That chat and backchat with the wooden-headed Intelligence Officer was my only conversation, except a few whispered words, with a fellow-human for nearly a week. The Platzkommandant took his revenge for my complaints in two ways—by feeding me very badly, and by inflicting solitary confinement upon me.

Solitary confinement makes a man utterly wretched. Left all alone, and with nothing to distract his mind, a prisoner can only think and think and think—and all his thoughts are morbid.

I had six matches in my pocket and with these I invented all sorts of games and puzzles. But after a few hours my brain, refusing to concentrate on them, drifted back to the sea of bitter despair. At night-time the great difficulty was to keep my mind, not from drifting, but from racing.

After four days of solitary confinement I was fast losing all sense of balance and normality.
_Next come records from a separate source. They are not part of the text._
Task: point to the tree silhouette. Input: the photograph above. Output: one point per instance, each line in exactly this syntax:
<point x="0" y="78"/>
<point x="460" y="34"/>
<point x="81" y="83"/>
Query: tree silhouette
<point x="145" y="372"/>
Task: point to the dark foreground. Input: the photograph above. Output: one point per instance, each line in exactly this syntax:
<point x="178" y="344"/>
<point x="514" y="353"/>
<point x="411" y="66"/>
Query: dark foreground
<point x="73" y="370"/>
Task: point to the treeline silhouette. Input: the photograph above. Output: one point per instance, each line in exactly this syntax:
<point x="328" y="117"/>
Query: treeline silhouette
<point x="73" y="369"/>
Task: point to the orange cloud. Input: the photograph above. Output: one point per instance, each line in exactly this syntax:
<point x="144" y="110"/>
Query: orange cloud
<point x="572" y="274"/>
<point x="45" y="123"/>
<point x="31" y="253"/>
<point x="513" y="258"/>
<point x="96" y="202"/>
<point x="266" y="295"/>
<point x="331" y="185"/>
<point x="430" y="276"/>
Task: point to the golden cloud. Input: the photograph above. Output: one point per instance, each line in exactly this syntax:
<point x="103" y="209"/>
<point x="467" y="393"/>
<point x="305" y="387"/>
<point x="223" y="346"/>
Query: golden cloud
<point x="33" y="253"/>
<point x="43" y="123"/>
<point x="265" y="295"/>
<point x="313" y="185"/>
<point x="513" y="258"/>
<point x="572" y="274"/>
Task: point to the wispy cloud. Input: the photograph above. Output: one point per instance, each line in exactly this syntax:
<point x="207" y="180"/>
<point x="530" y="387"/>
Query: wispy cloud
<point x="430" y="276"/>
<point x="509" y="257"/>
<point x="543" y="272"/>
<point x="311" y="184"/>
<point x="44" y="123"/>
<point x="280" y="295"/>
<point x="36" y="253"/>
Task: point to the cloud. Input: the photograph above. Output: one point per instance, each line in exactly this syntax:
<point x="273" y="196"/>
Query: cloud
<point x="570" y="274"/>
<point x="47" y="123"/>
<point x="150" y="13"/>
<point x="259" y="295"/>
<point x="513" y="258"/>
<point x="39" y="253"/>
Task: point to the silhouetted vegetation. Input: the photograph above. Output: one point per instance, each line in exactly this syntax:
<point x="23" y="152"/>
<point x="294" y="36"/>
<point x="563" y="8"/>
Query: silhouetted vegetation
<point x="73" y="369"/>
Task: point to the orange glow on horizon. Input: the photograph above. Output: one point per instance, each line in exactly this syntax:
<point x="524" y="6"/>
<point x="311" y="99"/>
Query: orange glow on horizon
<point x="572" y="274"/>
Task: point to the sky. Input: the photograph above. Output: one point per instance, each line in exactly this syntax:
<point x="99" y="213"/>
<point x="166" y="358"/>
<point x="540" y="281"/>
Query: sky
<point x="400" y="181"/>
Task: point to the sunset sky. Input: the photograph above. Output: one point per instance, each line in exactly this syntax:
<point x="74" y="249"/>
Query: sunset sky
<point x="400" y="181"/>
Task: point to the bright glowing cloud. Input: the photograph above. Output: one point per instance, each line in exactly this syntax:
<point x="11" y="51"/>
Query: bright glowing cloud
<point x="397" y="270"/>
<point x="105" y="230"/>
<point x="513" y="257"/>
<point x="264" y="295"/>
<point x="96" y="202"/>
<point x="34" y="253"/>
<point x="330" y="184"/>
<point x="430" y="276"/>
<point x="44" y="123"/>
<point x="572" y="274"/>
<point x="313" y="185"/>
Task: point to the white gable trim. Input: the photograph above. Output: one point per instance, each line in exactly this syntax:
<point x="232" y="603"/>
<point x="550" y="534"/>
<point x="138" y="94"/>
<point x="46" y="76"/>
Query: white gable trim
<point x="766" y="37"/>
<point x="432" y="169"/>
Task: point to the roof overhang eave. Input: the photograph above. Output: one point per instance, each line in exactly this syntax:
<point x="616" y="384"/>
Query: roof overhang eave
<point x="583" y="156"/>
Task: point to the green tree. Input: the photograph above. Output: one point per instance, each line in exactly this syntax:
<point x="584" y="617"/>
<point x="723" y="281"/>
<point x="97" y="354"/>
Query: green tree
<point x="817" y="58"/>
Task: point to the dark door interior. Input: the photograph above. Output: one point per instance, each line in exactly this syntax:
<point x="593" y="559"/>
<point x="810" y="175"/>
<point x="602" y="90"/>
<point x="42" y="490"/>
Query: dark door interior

At times I regretted not being back in the criminal jail with the repulsive Arab for company.

The few words I managed to exchange with the Christian woman who tidied my room each morning were an unspeakable joy. This woman—ragged, bootless, and gaunt—would whisper fierce questions in broken French as she threw water on the dusty floor, or stabbed with a hairpin some of the bed-bugs, while a guard watched through the open door to see that we did not conspire.

"Why come not English? We hungry. Pigs of Turks!"

And I had to whisper back that the English would come and drive the pigs of Turks out of Nazareth.

When she had taken her stooping back and her patchwork clothes out of the room, I would probably not have the chance to speak with anybody, even in a whisper, for the next twenty-four hours.

Apart from the furniture I had nothing to look at but a green hillside, seen through the tiny window. For hours at a time I paced the few feet across the room and back again, then sat on the bed and looked through the little window at what little I could see of Nazareth.

Several times I noticed men, women, and boys walking in a huddled group, with guards around them. Some had their hands shackled, some had a chain linking one arm and one leg, others were chained by the arm to the next person. They moved aimlessly over the hillside, presumably for exercise, while Turkish soldiers pushed or beat any who struggled or straggled.